Les marchés financiers ont également réagi positivement: l’indice S&P 500 a bondi de 3,3% à Wall Street, tandis que les prévisions de croissance ont été revues à la hausse pour l’économie chinoise. JP Morgan prévoit désormais un PIB en hausse de 4,8% pour 2025, contre 4,1% auparavant.
Si l’accord entre Washington et Pékin a temporairement rassuré les marchés, les économistes restent prudents quant à ses effets à long terme. Selon eux, la confiance des investisseurs a certes été partiellement restaurée, mais l’horizon économique demeure incertain.

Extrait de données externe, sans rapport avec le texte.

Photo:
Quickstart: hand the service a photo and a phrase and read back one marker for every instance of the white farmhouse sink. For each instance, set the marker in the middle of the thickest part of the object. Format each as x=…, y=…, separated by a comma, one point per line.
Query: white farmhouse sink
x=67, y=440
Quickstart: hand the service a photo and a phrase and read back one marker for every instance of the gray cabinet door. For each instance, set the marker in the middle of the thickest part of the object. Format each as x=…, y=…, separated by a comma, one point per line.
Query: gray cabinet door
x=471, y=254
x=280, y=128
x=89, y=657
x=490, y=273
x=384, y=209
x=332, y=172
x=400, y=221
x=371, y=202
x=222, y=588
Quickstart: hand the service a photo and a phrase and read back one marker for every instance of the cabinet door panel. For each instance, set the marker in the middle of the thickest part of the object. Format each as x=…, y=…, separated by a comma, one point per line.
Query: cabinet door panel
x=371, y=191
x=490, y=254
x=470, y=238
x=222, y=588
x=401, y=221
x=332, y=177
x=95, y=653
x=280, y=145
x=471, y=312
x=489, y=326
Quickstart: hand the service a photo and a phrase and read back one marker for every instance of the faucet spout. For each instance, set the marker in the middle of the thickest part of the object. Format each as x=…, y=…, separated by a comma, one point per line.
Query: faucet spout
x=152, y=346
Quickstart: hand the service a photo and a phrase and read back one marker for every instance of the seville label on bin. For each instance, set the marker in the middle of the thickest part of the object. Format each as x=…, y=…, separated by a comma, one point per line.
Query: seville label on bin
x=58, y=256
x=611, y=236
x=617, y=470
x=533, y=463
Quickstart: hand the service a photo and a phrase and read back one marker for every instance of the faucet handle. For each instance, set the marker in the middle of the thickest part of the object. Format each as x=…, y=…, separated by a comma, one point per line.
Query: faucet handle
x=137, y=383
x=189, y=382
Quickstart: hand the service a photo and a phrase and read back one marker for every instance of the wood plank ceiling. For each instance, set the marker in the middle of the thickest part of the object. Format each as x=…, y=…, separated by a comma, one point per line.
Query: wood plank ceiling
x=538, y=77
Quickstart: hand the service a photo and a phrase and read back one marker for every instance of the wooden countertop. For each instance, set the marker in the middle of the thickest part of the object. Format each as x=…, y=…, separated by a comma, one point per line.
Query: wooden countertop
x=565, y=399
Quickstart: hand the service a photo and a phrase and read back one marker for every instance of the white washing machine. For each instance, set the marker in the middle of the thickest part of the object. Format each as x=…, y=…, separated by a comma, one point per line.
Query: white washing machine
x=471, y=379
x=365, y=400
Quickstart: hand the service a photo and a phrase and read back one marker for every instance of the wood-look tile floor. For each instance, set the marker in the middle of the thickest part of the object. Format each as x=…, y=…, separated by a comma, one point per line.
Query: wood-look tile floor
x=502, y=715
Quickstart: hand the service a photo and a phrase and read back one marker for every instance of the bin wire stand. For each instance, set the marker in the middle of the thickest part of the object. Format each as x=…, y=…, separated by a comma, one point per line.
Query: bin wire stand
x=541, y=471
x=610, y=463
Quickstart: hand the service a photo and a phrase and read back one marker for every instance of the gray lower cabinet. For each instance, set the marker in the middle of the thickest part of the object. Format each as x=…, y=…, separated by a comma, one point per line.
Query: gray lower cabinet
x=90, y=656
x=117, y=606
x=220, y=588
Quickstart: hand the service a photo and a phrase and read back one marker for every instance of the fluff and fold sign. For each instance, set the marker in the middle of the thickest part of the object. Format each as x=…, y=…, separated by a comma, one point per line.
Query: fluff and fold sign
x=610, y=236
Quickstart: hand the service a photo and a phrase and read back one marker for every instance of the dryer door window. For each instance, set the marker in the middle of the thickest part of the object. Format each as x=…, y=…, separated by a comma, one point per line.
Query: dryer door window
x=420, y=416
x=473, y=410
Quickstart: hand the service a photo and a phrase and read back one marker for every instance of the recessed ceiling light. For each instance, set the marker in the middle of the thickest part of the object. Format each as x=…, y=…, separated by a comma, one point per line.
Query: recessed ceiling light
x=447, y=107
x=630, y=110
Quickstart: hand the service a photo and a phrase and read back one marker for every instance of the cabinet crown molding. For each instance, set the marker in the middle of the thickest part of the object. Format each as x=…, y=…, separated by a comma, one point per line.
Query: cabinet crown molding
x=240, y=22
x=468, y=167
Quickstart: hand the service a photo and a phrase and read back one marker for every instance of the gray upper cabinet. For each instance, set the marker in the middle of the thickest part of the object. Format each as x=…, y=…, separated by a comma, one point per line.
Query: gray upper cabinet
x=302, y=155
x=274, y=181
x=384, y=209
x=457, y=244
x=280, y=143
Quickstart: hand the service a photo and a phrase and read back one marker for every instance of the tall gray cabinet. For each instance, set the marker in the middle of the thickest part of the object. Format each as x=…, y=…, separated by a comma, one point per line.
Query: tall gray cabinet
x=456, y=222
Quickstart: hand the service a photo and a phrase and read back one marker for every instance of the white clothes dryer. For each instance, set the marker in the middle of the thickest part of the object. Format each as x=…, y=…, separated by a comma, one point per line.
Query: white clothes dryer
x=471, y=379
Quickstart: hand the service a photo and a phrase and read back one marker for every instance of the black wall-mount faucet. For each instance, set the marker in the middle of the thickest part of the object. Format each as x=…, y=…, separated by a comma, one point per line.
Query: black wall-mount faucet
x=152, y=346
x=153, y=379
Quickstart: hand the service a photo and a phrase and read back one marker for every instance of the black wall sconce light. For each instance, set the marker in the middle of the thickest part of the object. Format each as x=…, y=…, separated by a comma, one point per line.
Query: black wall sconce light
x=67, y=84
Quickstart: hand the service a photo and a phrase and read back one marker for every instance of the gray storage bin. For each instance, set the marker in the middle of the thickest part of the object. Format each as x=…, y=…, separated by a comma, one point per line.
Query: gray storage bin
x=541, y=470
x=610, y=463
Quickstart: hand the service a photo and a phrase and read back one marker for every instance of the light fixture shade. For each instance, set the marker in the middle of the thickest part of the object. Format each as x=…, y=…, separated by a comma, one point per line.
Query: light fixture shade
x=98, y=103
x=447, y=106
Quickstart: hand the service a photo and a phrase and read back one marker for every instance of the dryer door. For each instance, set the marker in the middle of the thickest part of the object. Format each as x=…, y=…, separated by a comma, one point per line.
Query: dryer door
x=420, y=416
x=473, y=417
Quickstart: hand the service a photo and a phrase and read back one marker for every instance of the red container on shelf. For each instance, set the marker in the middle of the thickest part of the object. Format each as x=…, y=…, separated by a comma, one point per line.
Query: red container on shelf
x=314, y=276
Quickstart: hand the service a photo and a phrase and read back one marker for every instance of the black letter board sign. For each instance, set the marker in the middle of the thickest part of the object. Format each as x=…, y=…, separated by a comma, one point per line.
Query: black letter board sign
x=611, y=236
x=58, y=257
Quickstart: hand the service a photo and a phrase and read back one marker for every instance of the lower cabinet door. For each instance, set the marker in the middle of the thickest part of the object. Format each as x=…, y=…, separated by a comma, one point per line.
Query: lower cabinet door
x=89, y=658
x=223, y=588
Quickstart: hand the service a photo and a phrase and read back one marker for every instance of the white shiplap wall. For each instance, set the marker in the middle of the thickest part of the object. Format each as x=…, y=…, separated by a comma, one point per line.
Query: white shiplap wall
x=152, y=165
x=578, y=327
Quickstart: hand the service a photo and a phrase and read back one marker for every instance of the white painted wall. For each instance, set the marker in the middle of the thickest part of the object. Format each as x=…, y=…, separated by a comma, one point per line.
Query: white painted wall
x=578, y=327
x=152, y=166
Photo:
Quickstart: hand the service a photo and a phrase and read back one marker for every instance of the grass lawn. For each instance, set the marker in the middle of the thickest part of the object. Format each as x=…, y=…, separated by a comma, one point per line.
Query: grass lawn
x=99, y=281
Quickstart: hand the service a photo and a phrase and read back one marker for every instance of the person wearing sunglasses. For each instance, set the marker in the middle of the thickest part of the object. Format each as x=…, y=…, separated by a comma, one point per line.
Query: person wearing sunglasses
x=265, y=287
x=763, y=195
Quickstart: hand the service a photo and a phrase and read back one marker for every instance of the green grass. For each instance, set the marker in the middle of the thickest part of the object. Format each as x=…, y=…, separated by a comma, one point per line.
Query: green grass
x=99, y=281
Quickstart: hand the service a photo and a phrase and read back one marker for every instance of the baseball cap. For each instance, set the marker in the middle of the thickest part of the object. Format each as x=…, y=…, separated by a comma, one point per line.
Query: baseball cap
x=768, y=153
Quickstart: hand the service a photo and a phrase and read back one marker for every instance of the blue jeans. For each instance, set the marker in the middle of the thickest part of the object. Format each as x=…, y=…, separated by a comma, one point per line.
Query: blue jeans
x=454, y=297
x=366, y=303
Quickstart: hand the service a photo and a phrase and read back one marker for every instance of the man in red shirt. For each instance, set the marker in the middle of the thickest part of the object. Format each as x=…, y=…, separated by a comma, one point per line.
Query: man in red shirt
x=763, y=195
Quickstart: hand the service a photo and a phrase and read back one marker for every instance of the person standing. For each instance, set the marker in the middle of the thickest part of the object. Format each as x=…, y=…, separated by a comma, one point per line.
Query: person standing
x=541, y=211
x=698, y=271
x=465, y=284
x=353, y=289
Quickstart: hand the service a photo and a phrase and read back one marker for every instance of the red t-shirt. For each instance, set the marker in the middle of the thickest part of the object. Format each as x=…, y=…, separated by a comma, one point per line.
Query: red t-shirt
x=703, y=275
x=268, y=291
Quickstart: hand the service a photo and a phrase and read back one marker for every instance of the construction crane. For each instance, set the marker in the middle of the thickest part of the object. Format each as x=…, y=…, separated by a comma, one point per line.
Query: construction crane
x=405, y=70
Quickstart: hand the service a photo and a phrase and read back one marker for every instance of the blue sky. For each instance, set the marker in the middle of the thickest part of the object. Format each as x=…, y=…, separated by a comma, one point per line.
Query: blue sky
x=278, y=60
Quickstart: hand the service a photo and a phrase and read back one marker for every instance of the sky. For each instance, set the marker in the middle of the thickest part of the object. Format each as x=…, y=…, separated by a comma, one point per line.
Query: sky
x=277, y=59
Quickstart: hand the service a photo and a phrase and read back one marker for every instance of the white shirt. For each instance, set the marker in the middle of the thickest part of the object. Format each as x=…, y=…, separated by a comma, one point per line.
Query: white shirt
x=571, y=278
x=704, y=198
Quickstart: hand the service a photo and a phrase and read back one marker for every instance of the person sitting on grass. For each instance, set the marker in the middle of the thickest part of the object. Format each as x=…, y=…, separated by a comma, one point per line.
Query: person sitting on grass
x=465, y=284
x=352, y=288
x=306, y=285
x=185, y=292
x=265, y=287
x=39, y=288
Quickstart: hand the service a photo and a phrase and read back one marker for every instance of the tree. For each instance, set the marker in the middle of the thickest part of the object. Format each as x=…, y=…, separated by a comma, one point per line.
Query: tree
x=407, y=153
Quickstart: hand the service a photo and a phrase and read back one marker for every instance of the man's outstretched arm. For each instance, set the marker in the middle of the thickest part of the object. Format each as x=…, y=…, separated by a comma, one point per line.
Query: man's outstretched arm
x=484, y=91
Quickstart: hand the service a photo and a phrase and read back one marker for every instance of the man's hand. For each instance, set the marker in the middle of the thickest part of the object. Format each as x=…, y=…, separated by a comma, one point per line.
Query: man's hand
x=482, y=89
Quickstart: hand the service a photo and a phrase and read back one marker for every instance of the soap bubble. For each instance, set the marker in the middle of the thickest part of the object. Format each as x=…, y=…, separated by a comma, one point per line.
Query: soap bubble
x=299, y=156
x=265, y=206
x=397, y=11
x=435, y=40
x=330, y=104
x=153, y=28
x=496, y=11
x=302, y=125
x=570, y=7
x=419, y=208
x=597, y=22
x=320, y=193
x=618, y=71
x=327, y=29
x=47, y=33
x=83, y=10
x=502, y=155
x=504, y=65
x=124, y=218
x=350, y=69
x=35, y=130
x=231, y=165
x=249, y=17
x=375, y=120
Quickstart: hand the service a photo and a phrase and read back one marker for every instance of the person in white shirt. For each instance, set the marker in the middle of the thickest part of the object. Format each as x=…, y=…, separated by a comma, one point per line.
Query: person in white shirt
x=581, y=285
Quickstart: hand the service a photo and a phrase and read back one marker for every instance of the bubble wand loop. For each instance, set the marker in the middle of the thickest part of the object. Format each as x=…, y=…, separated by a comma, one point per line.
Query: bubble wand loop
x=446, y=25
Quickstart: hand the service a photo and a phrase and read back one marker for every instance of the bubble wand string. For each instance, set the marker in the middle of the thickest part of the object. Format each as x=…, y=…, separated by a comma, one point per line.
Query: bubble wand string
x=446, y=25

Le commissaire européen à l’Économie, Valdis Dombrovkis, alerte notamment sur le maintien d’un taux de 30% sur certains produits chinois durant les 90 jours de trêve — un niveau jugé «très élevé», susceptible de provoquer de nouveaux détournements commerciaux au détriment d’autres partenaires.
Marcus Noland, vice-président exécutif de l’Institut Peterson à Washington, estime pour sa part que l’accord pourrait être prolongé au-delà des 90 jours prévus, dans l’espoir de parvenir à des compromis plus durables.
«Le président Donald Trump envisage actuellement d’imposer de nouveaux droits de douane, notamment sur les produits pharmaceutiques, dont une large part est importée de Chine et d’Inde. Si ces mesures sont mises en œuvre, les tarifs pourraient à nouveau grimper et relancer les frictions commerciales», avertit M. Noland.
Justin Wolfers, économiste à l’Université du Michigan, rappelle que d’autres secteurs – automobiles, acier, aluminium – restent frappés par des droits additionnels de 25%. Ces tarifs, ajoutés au taux de base de 10% que Donald Trump est déterminé à maintenir avec tous les partenaires, y compris le Royaume-Uni, avec lequel un accord commercial vient d’être conclu, signifient que de nombreux produits importés aux États-Unis — et pas seulement les marchandises chinoises — continueront à long terme à être soumis à des droits de douane de 30% ou plus.
Ces tarifs représentent toujours un coût significatif, tant pour les entreprises que pour les consommateurs américains, ce qui pourrait freiner les embauches et les investissements.
Alors qu’une nouvelle fenêtre de négociation s’ouvre, une question centrale demeure: les États-Unis et la Chine parviendront-ils à poser les bases d’un accord durable, ou cette trêve n’est-elle qu’un sursis dans un cycle plus large de confrontation commerciale? Les 90 prochains jours seront décisifs pour l’avenir des relations économiques entre les deux puissances.